Understanding frictions in a user support journey
My role: Lead user researcher
Team: Product manager, designer, 2x data scientists, tech lead, operational product managers.
Context:
The customer support department for a Southeast Asian hotel booking platform wanted to reduce the number of incoming support requests (email, phone, chat) from hotel partners, and improve overall partner experience.
Brief:
Identify frictions in the user flow when hotel partners try to access support. Understand the root causes behind hotels making contact.
Outcomes
Identified cost saving opportunities of $600,000 per year.
Gained leadership approval for two scrum teams to work on development of new recommended support channels.
Delivered insights on root causes of partner issues and unknown frictions in the user journey to relevant teams.
Initiated investigation into and fixing of company software bugs following evidence collected in research.
Process
I held a kick-off workshop with all relevant stakeholders to surface questions and assumptions related to the hotel support journey.
I then partnered with a data analyst.
We looked into:
which hotels, in which countries, showed the highest rate of support requests per number of bookings,
how requests varied by channel type (phone, email, chat).
the rate of repeat requests by channel type and reason for escalation.
From this data analysis, I selected a set of hotels across three countries (Thailand, Malaysia, Taiwan) for my team to learn from.
I conducted in-depth interviews with hotel staff, allowing them to recall their experience trying to contact the hotel booking platform for support. They showed us various documents that enriched this description, such as incident reports.

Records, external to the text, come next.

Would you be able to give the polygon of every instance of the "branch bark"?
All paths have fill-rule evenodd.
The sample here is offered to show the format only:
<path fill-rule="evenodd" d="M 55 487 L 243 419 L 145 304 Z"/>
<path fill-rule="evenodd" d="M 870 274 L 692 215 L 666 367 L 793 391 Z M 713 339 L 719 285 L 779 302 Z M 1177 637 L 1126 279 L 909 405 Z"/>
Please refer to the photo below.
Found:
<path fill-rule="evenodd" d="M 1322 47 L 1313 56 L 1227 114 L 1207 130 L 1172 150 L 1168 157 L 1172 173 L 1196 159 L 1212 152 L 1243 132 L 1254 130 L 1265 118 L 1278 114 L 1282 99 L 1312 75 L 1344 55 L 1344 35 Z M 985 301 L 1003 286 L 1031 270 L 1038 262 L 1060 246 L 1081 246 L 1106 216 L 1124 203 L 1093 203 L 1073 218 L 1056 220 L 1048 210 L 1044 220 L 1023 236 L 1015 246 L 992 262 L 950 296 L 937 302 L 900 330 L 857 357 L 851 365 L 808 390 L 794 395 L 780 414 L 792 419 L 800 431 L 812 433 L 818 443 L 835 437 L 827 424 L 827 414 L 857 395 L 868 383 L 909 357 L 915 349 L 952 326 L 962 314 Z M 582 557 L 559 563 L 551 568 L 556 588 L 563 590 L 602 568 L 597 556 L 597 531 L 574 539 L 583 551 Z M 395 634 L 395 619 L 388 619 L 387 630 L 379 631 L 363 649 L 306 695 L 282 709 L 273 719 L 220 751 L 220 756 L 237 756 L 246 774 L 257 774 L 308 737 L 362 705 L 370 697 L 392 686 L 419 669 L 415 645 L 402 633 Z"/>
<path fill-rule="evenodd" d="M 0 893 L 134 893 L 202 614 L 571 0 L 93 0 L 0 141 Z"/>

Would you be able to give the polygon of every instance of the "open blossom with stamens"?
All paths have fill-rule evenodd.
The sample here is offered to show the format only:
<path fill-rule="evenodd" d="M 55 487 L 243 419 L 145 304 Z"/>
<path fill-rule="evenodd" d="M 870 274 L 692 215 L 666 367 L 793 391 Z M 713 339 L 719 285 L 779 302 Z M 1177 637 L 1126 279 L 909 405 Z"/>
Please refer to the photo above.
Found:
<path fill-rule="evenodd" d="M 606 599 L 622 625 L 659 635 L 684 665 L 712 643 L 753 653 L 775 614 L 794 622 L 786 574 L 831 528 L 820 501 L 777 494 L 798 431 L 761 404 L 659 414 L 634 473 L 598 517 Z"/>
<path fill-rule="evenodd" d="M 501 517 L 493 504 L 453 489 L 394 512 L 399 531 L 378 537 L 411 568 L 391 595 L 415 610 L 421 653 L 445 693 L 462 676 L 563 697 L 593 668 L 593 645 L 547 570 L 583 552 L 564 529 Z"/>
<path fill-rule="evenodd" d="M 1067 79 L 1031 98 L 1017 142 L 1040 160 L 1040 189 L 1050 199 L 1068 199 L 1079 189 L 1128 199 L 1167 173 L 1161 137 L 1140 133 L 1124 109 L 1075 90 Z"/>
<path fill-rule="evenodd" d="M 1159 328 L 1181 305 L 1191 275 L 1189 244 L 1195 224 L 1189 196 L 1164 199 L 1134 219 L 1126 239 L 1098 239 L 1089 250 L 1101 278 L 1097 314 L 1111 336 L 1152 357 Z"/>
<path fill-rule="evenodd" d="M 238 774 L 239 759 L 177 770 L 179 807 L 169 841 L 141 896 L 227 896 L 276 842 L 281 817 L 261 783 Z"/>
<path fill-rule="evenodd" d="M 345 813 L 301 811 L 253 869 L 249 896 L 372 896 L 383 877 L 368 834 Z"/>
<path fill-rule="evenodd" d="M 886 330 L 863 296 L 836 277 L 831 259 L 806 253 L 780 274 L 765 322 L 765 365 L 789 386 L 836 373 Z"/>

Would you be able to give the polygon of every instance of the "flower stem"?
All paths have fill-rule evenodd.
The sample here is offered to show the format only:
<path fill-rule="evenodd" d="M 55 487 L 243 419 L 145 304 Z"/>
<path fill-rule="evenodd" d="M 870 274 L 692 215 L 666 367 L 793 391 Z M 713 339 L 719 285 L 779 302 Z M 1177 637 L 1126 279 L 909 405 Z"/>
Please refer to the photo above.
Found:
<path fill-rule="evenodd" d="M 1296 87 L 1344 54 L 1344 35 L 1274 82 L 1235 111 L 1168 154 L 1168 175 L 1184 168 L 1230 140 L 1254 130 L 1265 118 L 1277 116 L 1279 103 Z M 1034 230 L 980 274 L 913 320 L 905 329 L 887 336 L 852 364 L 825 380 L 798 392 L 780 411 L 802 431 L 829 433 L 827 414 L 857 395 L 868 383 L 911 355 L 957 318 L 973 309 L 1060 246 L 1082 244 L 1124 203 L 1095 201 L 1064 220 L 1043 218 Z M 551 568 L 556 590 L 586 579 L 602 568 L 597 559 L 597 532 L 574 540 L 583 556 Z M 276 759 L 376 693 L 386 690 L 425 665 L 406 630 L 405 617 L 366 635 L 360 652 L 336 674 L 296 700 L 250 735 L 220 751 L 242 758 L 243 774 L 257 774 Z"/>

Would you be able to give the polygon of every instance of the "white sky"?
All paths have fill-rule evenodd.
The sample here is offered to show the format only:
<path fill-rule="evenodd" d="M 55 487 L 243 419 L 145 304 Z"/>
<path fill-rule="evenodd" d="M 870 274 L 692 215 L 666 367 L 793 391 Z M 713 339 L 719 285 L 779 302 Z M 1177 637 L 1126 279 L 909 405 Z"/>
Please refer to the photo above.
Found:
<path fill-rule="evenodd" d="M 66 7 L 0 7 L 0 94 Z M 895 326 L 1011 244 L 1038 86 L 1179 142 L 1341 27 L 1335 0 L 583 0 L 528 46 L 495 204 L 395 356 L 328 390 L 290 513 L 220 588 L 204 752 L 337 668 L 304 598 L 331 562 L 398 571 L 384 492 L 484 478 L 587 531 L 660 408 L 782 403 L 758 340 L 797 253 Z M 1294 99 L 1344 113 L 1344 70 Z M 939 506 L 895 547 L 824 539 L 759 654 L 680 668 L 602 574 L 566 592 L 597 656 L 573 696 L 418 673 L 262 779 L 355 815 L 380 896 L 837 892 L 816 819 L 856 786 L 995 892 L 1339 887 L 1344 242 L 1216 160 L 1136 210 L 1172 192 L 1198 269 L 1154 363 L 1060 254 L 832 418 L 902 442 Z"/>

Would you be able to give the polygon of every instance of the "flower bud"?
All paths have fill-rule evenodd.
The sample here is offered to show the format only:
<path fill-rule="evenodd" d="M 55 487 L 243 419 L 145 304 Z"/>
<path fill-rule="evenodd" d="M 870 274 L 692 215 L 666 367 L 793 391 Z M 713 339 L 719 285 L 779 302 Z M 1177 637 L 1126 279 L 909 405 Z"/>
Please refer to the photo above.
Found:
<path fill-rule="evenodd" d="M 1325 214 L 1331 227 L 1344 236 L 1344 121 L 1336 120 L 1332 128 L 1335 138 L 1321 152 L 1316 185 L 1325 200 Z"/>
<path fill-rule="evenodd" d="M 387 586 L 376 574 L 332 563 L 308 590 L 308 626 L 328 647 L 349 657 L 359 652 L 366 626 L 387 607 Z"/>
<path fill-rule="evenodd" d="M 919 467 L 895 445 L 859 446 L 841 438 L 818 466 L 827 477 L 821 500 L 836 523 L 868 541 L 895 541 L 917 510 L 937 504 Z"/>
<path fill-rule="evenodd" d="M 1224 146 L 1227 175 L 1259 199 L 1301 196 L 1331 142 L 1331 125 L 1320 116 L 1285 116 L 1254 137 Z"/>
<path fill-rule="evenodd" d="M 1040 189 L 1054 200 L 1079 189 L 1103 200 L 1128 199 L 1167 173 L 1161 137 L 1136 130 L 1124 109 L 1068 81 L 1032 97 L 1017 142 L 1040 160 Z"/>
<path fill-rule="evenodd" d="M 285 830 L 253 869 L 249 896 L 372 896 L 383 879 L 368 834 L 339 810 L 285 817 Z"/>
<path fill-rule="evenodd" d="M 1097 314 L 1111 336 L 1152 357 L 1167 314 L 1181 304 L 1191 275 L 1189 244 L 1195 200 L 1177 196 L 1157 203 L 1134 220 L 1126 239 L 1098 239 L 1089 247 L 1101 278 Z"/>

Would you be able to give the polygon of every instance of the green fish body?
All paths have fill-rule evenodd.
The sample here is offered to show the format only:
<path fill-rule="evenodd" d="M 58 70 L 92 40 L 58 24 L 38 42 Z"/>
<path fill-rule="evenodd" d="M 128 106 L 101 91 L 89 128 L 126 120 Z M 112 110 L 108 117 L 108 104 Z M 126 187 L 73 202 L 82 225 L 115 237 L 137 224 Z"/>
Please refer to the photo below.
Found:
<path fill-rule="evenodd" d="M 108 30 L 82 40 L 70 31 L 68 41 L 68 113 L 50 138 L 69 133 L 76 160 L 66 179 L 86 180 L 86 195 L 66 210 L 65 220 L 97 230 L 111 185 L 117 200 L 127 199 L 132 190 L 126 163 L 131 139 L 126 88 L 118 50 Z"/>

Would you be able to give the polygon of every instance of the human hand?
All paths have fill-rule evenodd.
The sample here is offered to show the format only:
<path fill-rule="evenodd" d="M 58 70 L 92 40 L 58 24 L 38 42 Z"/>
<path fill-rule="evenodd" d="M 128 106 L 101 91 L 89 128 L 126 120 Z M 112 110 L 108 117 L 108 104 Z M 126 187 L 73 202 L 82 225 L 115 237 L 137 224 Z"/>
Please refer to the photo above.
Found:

We observed participants using various channels for different hotel booking platforms to understand how raising support requests fit into their workflow. This surfaced the affordances of different channels and frictions they experienced.
I designed an open card sort activity to understand how hotel users named and categorised their issues. This highlighted the differences between how users explained their needs versus how we named them internally.
After team analysis, we walked through a possible new support journey using rough sketches.
I worked with our designer to create a paper prototype for testing the flow in our next round of interviews.
User journey mapping with the team.
Testing paper prototypes in the users’ context.
I held multiple group analysis sessions with the product manager, designer, data scientists and tech leads before agreeing on a set of findings and next steps to deliver to senior leadership.
We affinity sorted the qualitative data collected in the field into themes.
Working with data analysts, we investigated the flow of support requests through different databases to trace and identify potential bugs.
As a team, we prioritised a set of insights to inform the design of new support channels.